Upcoming at SIFF – The Films of Alan Rudolph
It’s just about time for the Seattle International Film Festival where you can see nearly countless films over the course of three weeks. But did you know that SIFF Cinema offers unique film experiences throughout the year? Well, yes, you probably did, but hey, wasn’t that a semi-catchy intro?
This coming weekend, April 23-25th, SIFF Cinema is showing the films of Alan Rudolph, including the Seattle-filmed picture Trouble in Mind. Alan will be in Seattle to introduce the first film in the series personally. More details after the jump.
This weekend includes three double features, Friday, Saturday, and Sunday.

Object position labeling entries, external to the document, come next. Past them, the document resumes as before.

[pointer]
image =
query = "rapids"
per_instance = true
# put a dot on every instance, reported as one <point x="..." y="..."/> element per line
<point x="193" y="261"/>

Oh, and what’s even better is that if you buy a ticket for the first showing of the double feature ($10 for non-members, $8 for members), you get into the second film of the double feature ABSOLUTELY FREE!

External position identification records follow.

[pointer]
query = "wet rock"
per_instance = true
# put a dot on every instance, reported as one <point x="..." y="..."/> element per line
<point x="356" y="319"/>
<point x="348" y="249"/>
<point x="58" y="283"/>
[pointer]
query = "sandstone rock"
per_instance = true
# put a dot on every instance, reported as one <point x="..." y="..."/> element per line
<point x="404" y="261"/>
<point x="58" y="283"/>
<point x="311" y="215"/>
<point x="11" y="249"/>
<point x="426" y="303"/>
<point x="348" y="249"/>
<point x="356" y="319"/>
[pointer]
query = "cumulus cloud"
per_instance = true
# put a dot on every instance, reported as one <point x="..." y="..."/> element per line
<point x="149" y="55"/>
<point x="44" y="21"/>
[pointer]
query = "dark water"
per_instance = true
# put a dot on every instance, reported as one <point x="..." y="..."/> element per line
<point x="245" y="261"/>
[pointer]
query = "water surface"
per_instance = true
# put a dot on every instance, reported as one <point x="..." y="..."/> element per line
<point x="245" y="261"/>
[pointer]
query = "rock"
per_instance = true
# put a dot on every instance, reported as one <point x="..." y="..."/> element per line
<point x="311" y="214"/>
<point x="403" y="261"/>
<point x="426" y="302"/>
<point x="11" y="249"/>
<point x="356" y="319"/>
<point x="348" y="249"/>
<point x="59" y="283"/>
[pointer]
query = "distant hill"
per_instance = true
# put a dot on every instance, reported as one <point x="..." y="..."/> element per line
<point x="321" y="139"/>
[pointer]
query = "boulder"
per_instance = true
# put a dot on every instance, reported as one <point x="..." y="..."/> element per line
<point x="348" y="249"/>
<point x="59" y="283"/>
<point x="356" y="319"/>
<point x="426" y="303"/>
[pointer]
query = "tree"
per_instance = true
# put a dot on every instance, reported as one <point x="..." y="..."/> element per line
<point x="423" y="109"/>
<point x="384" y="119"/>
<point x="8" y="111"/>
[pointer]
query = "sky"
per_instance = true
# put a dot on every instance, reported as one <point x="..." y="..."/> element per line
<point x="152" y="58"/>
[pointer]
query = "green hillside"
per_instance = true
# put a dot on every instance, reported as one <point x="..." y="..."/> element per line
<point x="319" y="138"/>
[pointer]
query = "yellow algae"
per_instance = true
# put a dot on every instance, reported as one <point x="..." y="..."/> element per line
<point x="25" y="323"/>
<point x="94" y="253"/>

Descriptions reprinted from SIFF.
Friday, April 23
REMEMBER MY NAME (1978)
This off-kilter noir is the tale of a deranged woman (Geraldine Chaplin) who returns home from prison to wreak havoc on her ex-husband (Anthony Perkins), told with loving generosity toward the characters and fine attention to detail. Produced by Robert Altman with exquisite cinematography by Tak Fujimoto, and an amazing blues soundtrack by Alberta Hunter. Written and directed by Alan Rudolph.
CHOOSE ME (1984)
Night owls haunt the neon-lit, after-hours streets of Los Angeles where Lesley Ann Warren’s bar is a beacon for lost souls and vagabonds. Eve (Warren) is a regular caller to a radio talk show whose host Dr. Love (Geneviève Bujold) gives advice to the lovelorn. And then drifter (and maybe compulsive liar) Mickey (Keith Carradine) enters the scene…
Saturday, April 24
TROUBLE IN MIND (1985)
In a down-and-out brick corner of Rain City—set in the vague future/past—hapless denizens are drawn to Wanda’s café like moths to a flame. At the center of the film is a romantic triangle between ex-cop/con Hawk (Kris Kristofferson), young mother Georgia (Lori Singer), and her boyfriend Coop (Keith Carradine), but its edges are part thriller and part comic fantasy. Filmed in Seattle, with a moody score by Mark Isham and a brilliant turn by Divine in a non-drag role as gangster Hilly Blue.
THE MODERNS (1988)
Keith Carradine is Nick Hart, an expatriate American artist living in the Paris of Hemingway and Fitzgerald’s Lost Generation, who becomes involved in a forgery plot hatched by a wealthy art patron played by Geraldine Chaplin.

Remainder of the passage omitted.